Building Music Recognition with ShazamKit and AVFoundation

November 4, 2022

ShazamKit is a recent Apple Framework announced during WWDC 2021, that brings audio matching capabilities within your app. You can make any prerecorded audio recognizable by building your own custom catalogue using audio from podcasts, videos, and more or match music to the millions of songs in Shazam's vast catalogue.

Today, we are going to build a simple music-matching recognizer. The idea is to build a component that is independent of the UI framework being used (SwiftUI or UIKit).

We will create a Swift class named creatively ShazamRecognizer that will have some simple tasks to perform:

  1. Create the properties that are going to help us in building our class
  2. Request Permission to record audio using the AVFoundation framework
  3. Start Recording and Send the record to ShazamKit for recognition matching
  4. Handle the response from ShazamKit (Success when a match was found or Error when no match was found)
  5. Display our result in a UI (e.g: SwiftUI or UIKit)

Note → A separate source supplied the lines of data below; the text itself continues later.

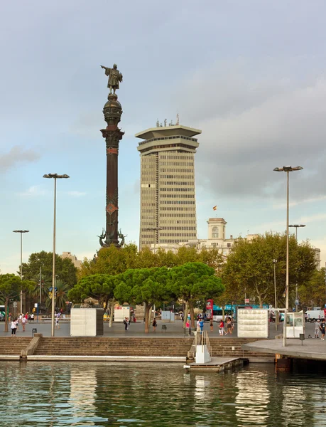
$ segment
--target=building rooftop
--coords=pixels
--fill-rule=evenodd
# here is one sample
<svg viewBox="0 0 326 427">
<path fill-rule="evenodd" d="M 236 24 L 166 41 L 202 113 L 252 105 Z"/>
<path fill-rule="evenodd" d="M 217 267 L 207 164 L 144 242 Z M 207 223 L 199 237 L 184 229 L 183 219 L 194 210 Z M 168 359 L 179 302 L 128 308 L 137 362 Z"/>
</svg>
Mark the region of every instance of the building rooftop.
<svg viewBox="0 0 326 427">
<path fill-rule="evenodd" d="M 202 131 L 194 127 L 188 127 L 182 125 L 175 126 L 161 126 L 159 127 L 150 127 L 146 130 L 138 132 L 135 135 L 136 138 L 141 139 L 151 139 L 152 138 L 160 138 L 161 137 L 173 137 L 182 135 L 184 137 L 193 137 L 201 134 Z"/>
</svg>

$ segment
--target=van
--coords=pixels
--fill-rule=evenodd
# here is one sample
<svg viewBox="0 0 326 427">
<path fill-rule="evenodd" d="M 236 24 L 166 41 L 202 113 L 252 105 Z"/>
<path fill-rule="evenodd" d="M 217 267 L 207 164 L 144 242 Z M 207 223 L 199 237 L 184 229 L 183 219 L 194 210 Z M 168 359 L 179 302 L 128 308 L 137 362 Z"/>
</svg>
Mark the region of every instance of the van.
<svg viewBox="0 0 326 427">
<path fill-rule="evenodd" d="M 323 310 L 308 310 L 305 314 L 307 315 L 308 322 L 320 320 L 321 319 L 324 319 L 325 317 Z"/>
</svg>

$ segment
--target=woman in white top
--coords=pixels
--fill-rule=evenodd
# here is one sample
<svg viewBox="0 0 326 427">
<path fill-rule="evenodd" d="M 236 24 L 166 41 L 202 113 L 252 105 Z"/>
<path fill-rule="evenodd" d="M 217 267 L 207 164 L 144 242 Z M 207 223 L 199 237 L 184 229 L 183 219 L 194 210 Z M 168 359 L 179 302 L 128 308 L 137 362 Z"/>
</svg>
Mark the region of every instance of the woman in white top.
<svg viewBox="0 0 326 427">
<path fill-rule="evenodd" d="M 17 329 L 17 320 L 15 319 L 11 322 L 11 337 L 15 335 L 16 337 L 16 330 Z"/>
</svg>

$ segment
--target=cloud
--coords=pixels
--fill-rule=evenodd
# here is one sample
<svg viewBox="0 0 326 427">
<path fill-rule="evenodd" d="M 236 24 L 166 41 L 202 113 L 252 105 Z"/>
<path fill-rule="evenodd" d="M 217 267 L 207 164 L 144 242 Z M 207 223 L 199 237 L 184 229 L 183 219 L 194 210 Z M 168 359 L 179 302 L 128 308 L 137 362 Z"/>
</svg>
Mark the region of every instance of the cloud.
<svg viewBox="0 0 326 427">
<path fill-rule="evenodd" d="M 276 59 L 224 61 L 177 90 L 181 123 L 204 130 L 196 174 L 214 194 L 283 194 L 286 176 L 273 169 L 284 164 L 304 167 L 290 176 L 298 203 L 326 194 L 326 78 L 299 78 L 301 58 Z"/>
<path fill-rule="evenodd" d="M 8 153 L 0 154 L 0 173 L 6 172 L 21 162 L 36 162 L 40 157 L 33 149 L 23 149 L 21 146 L 15 145 Z"/>
<path fill-rule="evenodd" d="M 42 189 L 40 185 L 32 185 L 23 193 L 18 193 L 19 196 L 35 197 L 39 196 L 45 196 L 48 194 L 48 191 Z"/>
<path fill-rule="evenodd" d="M 87 194 L 87 193 L 84 191 L 66 191 L 65 194 L 71 196 L 72 197 L 83 197 Z"/>
</svg>

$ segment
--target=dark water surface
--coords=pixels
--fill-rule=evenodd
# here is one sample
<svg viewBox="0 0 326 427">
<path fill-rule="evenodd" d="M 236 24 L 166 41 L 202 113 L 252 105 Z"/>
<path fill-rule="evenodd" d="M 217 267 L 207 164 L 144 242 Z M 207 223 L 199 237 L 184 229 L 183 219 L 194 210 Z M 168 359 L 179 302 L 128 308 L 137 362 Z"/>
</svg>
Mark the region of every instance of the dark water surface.
<svg viewBox="0 0 326 427">
<path fill-rule="evenodd" d="M 0 362 L 0 427 L 326 426 L 326 377 L 251 364 Z"/>
</svg>

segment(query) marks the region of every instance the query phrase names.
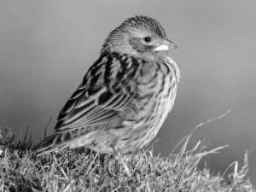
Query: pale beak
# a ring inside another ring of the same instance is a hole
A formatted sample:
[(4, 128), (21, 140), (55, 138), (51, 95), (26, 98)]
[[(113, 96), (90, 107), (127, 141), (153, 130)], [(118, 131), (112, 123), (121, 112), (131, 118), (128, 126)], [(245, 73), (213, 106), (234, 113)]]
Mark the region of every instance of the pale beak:
[(160, 43), (158, 43), (154, 51), (169, 50), (171, 49), (177, 49), (177, 45), (173, 44), (172, 41), (166, 39), (161, 41)]

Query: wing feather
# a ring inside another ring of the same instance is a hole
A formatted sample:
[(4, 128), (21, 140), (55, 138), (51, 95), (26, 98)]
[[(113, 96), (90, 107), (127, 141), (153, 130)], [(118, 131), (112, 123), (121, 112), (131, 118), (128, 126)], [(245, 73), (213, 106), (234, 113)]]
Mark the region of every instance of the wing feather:
[[(102, 55), (61, 111), (55, 131), (84, 128), (108, 123), (115, 117), (125, 117), (125, 110), (131, 108), (137, 73), (135, 71), (139, 67), (138, 62), (128, 65), (131, 61), (128, 56), (116, 54)], [(124, 77), (125, 70), (133, 76)], [(124, 79), (128, 78), (131, 79)]]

Create the properties that are going to help us in building our class

final class ShazamRecognizer: NSObject, ObservableObject {
    // 1. Audio Engine
    private let audioEngine = AVAudioEngine()
    
    // 2. Shazam Engine
    private let shazamSession = SHSession()
    
    // 3. UI state purpose
    @Published private(set) var isRecording = false
    
    // 4. Success Case
    @Published private(set) var matchedTrack: ShazamTrack?
    
    // 5. Failure Case
    @Published var error: ErrorAlert? = nil
}

In the above declarations, we have:

  1. We create the audioEngine which is used to start and stop the recording
  2. We create the shazamSession which is used to perform the matching process
  3. We use isRecording to track whether or not there is an ongoing recording operation
  4. We create a variable of custom type ShazamTrack to store our result in case of success
  5. In case of failure, we store the error in the error variable of type ErrorAlert

Request Permission to record audio using the AVFoundation framework

func listenToMusic() {
    // 1.
    let audioSession = AVAudioSession.sharedInstance()
    // 2. 
    audioSession.requestRecordPermission { status in
        if status {
            // 3.
            self.recordAudio()
        } else {
            // 4. 
            self.error = ErrorAlert("Please Allow Microphone Access !!!")
        }
    }
}

Start Recording and Send the record to ShazamKit for recognition

private func recordAudio() {
    // 1. If the `audioEngine` is running, stop it and return
    if audioEngine.isRunning {
        self.stopAudioRecording()
        return
    }

    // 2. Create a inputNode to listen to
    let inputNode = audioEngine.inputNode
    let format = inputNode.outputFormat(forBus: .zero)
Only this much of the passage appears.